Not even kidding. Air attack, anal acoustics, after dinner mint-- whatever you want to call it. I did it. Seriously, I'm not even sure why he hasn't dumped me yet.
It wasn’t the silent kind or the one you can pass off on the dog or the house settling or something. It was a rip resembling a ketchup bottle almost empty.
Kind, sweet Cowboy said nothing and feigned sleep.
I'm in the clear, I thought, unmoving, pretending to snooze and promising to yodel for Jesus if only to keep the smell away.
Cowboy didn’t say anything that morning. He went to work and I too did my... business.
But Cowboy's generosity lasted only until evening when he met me for burgers and quizzed me on the after-effects of our shrimp dinner the night before.
"I've been gassy all day," he said. "Did you feel that way too?"
That’s the thing about boys. They can totally toot and the world applauds. But should a lady break wind, you might as well give her facial hair and remove her uterus. She is no longer female.
"NO," I said, a little too eagerly. "But maybe that's because I ate a handful whereas you consumed ohh... the entire Pacific Ocean."
"Maybe," he said.
So later, just as our food arrived and our starving bodies could re-nourish, Cowboy blows the gasket.
“So last night, I don’t know if you remember, but I think I heard you...”
Horrified and no longer hungry, I blamed the cat. I blamed the bed spring. I even blamed a drive-by shooting. But since his grandmother lives near nothing, he knew it wasn't true.
"You don't have to make a stink about it," he said. "I thought this was proof of our comfort with each other. Why are you so embarrassed?"
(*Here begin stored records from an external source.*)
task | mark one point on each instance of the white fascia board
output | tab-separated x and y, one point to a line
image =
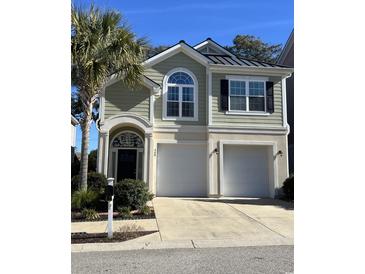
174	50
216	68
247	130
155	88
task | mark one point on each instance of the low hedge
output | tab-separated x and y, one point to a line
131	193
95	181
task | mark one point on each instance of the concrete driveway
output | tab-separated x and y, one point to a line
252	221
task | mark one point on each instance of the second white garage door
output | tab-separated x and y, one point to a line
247	170
181	170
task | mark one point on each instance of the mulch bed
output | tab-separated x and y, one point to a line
83	237
76	217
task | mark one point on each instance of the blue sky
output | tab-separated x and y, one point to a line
167	22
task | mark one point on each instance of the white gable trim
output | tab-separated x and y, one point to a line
181	47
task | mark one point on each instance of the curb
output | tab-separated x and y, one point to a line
140	244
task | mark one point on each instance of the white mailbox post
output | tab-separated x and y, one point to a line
110	209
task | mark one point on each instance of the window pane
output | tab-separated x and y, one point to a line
140	165
238	102
172	109
188	94
238	88
181	78
187	109
256	88
173	94
257	103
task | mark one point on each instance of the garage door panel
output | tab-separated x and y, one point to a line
181	170
246	171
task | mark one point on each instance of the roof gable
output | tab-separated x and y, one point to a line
179	47
211	47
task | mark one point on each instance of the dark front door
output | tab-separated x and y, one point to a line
127	159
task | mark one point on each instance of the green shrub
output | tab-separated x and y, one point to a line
125	212
288	187
95	181
144	210
90	214
84	199
131	193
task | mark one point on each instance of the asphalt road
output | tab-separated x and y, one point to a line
259	259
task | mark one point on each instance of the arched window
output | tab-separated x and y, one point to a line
127	140
180	95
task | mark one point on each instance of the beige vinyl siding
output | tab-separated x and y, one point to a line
119	98
157	73
220	118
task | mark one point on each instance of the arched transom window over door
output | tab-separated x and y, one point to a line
180	96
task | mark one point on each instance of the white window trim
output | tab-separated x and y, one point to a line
164	96
247	79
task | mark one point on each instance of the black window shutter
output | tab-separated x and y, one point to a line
224	95
270	97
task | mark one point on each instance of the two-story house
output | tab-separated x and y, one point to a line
204	123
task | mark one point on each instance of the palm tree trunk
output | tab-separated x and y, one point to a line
85	127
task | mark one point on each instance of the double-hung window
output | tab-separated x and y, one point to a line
180	97
247	95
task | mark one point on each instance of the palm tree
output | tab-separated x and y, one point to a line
101	48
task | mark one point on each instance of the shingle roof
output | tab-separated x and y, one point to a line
228	60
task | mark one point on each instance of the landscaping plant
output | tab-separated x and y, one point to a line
82	199
144	210
95	181
131	193
90	214
102	47
125	212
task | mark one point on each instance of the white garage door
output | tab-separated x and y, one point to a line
181	170
246	170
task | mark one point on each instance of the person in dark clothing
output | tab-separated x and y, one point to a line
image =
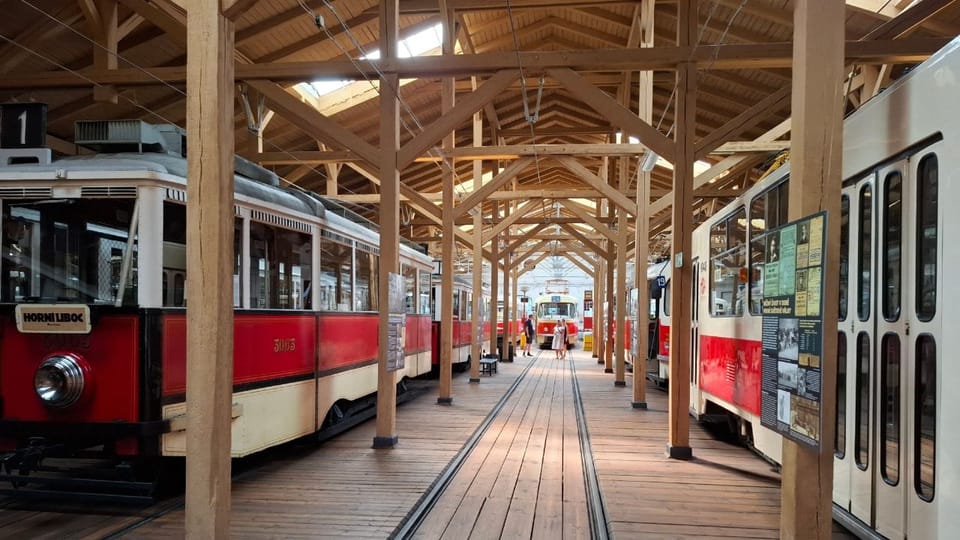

"You couldn't be a gentleman and not mention it?" I asked. "I would never do that to you. I would NEVER-EVER-NOT-IN-A-MILLION-YEARS-HERE,-AT-HOME-OR-IN-MY-BLOG tell anyone something like that. I don’t even SAY the word ‘fart.’ Musical butts belong unspoken."
"Sorry..." he said.
I shouldn't blame him. Where he comes from, parents teach their children to pull fingers and belch the ABCs.
Many people may blush or say "excuse me." But at the sound of oral and anal emissions, one local 2-year-old instead says "beeeep." Which is funny and cute until men in their 30s fart out loud ON PURPOSE just to hear the child’s response.
I'm pretty sure the only other human to hear such a babel from my backside is my brother. And since we’re getting all share-y here, I should probably tell you that back then, I did it on purpose, and... on his head. Sorry brother.
And from my mom, who said her coworkers had a conversation about colon calamities and how they were such a faux pas. Well, ladies, it’s time to be silent no longer. We will pass gas and men will hear it.
So I tooted. And then I blogged about it. It’s like my generation’s way of burning bras.
So dear readers, it’s time to air it out, shoot the shit, make cheese. Are women still feminine if they fart? What if they just TALK about farting? Do you pass gas in front of your man or does your lovely lady launch a wiffer in front of you? And if so, is it cute, gross, sexy? What do you think?